The “dread Cthulhu” was created by the famous writer of the supernatural H. P. Lovecraft, in a 1920s’ short-story called “The Call of Cthulhu” (explaining the many satiric “takes” on the title). The being was some “ancient-beyond-measure” creature of malevolent intention, currently imprisoned beneath the sea, but whose inevitable liberation would surely spell destruction and misery for humanity. A portion of the world await the prospect with trepidation; while others abandon themselves to the worship of this ancient, terrifying being- who is famously depicted with a pulpy, octopus-head.
Lovecraft went on to construct a fictional mythology around Cthulhu, called “the Cthulhu Mythos,” which expanded elsewhere into popular culture, inspiring role-playing games, films, music, fiction, and television, in an intriguing example of a fictional being invented as a magazine short-story, acquiring a literal mythic proportion of its own. However, for all that Cthulhu represents the terrifyingly primitive aspects of a dim and remote human past- he often is invoked in a quite amusing fashion (seen in the T-shirt cartoon discovered by Scott above), the humor deriving from the juxtaposition between supernatural horror and satiric silliness.

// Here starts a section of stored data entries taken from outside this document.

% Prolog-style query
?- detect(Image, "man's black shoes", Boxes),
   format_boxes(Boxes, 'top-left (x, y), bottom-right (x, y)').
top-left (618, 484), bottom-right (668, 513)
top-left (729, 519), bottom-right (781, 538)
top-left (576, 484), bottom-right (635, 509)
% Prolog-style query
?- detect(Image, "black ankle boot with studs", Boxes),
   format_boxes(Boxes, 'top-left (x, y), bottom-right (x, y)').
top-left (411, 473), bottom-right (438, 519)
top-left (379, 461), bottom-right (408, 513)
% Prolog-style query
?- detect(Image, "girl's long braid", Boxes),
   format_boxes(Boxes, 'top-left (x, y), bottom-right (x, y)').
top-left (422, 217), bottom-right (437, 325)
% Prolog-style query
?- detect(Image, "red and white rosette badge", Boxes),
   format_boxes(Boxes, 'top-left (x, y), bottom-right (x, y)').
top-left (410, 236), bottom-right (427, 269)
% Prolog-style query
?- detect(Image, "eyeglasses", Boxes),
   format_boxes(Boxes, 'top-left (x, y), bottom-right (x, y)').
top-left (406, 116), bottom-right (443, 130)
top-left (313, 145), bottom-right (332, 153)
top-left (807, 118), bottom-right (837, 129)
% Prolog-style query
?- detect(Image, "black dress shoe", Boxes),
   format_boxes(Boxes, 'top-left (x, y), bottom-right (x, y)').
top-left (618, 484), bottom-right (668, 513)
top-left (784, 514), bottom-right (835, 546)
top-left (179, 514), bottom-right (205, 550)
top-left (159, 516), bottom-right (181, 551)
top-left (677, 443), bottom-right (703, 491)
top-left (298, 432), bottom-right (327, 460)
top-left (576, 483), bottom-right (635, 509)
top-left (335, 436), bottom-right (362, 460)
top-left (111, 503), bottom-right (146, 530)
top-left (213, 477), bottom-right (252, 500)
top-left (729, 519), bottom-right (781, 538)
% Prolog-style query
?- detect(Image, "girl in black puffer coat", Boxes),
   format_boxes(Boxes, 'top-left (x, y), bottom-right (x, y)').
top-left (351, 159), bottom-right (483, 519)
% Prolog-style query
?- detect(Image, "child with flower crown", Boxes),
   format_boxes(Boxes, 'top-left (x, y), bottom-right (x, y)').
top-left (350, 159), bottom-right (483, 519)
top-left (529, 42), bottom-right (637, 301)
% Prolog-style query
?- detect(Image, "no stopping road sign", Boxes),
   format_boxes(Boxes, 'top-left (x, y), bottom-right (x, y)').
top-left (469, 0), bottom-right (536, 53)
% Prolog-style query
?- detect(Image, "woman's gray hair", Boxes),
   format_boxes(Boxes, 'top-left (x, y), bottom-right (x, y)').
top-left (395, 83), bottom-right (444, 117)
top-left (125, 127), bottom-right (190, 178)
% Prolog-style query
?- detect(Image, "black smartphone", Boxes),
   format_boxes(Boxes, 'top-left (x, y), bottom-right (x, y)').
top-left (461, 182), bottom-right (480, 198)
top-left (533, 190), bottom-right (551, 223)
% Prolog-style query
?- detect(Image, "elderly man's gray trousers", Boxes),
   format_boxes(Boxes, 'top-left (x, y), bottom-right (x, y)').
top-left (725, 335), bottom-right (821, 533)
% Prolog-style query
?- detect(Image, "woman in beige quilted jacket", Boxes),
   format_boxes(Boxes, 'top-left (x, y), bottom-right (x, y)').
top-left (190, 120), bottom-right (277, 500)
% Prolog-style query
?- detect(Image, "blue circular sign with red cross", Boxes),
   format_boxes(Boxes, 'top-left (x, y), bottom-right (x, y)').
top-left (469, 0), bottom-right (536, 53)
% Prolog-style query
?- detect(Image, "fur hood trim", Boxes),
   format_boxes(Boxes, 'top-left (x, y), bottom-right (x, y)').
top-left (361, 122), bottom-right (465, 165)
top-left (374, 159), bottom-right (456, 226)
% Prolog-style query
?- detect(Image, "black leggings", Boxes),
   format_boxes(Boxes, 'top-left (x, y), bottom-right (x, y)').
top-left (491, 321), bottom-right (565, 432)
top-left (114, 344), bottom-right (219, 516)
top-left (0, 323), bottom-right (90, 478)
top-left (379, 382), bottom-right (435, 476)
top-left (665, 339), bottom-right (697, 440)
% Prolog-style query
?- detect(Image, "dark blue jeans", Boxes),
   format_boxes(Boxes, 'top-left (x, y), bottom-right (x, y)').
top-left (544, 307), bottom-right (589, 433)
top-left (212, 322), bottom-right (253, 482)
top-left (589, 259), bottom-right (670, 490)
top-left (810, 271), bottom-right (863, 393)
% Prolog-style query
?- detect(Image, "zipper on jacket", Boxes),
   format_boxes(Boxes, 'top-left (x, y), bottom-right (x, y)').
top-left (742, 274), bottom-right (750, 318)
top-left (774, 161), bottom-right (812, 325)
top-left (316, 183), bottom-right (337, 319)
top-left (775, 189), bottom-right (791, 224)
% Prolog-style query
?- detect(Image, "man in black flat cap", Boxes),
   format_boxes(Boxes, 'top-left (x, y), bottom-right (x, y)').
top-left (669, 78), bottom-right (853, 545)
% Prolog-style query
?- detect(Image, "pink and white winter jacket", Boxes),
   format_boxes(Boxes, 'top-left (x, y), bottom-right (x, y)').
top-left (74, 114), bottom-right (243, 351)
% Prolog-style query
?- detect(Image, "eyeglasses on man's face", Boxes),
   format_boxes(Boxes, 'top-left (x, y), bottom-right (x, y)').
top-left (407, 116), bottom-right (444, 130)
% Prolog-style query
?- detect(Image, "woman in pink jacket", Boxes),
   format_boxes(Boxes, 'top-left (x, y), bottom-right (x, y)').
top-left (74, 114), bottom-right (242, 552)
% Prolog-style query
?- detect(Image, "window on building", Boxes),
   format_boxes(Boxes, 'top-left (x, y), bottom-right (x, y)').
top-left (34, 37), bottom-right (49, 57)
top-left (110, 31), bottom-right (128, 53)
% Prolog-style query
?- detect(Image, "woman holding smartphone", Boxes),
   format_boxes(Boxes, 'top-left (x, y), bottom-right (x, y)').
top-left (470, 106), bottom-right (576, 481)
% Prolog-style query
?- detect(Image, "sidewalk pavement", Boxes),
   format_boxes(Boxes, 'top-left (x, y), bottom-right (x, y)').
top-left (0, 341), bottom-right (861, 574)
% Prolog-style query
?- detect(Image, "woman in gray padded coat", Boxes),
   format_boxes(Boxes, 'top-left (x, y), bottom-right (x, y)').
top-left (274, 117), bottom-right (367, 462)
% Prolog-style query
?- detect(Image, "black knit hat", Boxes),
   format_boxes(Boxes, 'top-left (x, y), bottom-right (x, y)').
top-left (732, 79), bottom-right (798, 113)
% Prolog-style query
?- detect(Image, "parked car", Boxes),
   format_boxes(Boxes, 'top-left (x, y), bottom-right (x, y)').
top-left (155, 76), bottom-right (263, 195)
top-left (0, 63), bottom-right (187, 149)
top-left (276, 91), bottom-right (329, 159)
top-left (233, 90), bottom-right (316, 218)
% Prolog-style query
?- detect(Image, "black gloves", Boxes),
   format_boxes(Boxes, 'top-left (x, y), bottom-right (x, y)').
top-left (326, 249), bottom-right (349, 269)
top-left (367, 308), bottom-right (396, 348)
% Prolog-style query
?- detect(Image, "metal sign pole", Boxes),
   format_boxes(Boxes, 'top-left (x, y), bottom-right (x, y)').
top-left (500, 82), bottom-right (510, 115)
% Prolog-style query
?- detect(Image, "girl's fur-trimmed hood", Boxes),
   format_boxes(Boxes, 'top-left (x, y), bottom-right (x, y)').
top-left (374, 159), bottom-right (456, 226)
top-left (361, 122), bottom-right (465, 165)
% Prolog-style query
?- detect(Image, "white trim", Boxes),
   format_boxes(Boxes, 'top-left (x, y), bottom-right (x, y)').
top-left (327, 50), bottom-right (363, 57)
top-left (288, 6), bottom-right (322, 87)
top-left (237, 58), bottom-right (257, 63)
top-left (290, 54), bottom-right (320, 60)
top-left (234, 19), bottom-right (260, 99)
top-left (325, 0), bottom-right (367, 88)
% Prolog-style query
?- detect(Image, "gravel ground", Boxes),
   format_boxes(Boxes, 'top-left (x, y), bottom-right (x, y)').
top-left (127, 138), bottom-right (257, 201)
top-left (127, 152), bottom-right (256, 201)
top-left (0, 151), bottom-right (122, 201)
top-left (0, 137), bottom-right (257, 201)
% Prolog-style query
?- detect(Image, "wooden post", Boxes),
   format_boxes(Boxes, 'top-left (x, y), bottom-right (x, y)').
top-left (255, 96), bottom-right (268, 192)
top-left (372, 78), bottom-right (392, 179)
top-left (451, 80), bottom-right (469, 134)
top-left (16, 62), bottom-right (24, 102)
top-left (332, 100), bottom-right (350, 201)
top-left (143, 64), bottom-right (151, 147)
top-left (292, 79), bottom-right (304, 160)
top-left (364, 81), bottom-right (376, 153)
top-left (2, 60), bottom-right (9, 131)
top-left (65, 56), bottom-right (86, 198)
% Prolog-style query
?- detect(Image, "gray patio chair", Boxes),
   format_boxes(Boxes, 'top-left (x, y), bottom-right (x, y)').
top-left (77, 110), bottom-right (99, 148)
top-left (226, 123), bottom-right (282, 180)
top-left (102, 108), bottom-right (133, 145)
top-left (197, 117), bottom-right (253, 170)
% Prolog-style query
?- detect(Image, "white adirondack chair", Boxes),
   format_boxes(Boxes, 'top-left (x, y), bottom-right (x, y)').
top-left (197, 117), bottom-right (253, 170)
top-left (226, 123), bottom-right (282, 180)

For instance, check out this “take” on the title of Lovecraft’s original story “The Call of Cthulhu”: imagined here as a Dr. Seuss children’s book. Sublime, meet the Ridiculous.
Or this, connecting Cthulhu with Richard Nixon and suggesting a Lovecraftian demon as a political candidate.
But perhaps the most famous (although possibly unconscious) take on the character is the sea-ghost Davy Jones, villain of the Pirates of the Caribbean movie-series- demonstrating that the sub-conscious mind can respond to both horrific fascination, as well as merry-minded foolishness, as long as it can find something provocative enough to stimulate its recesses.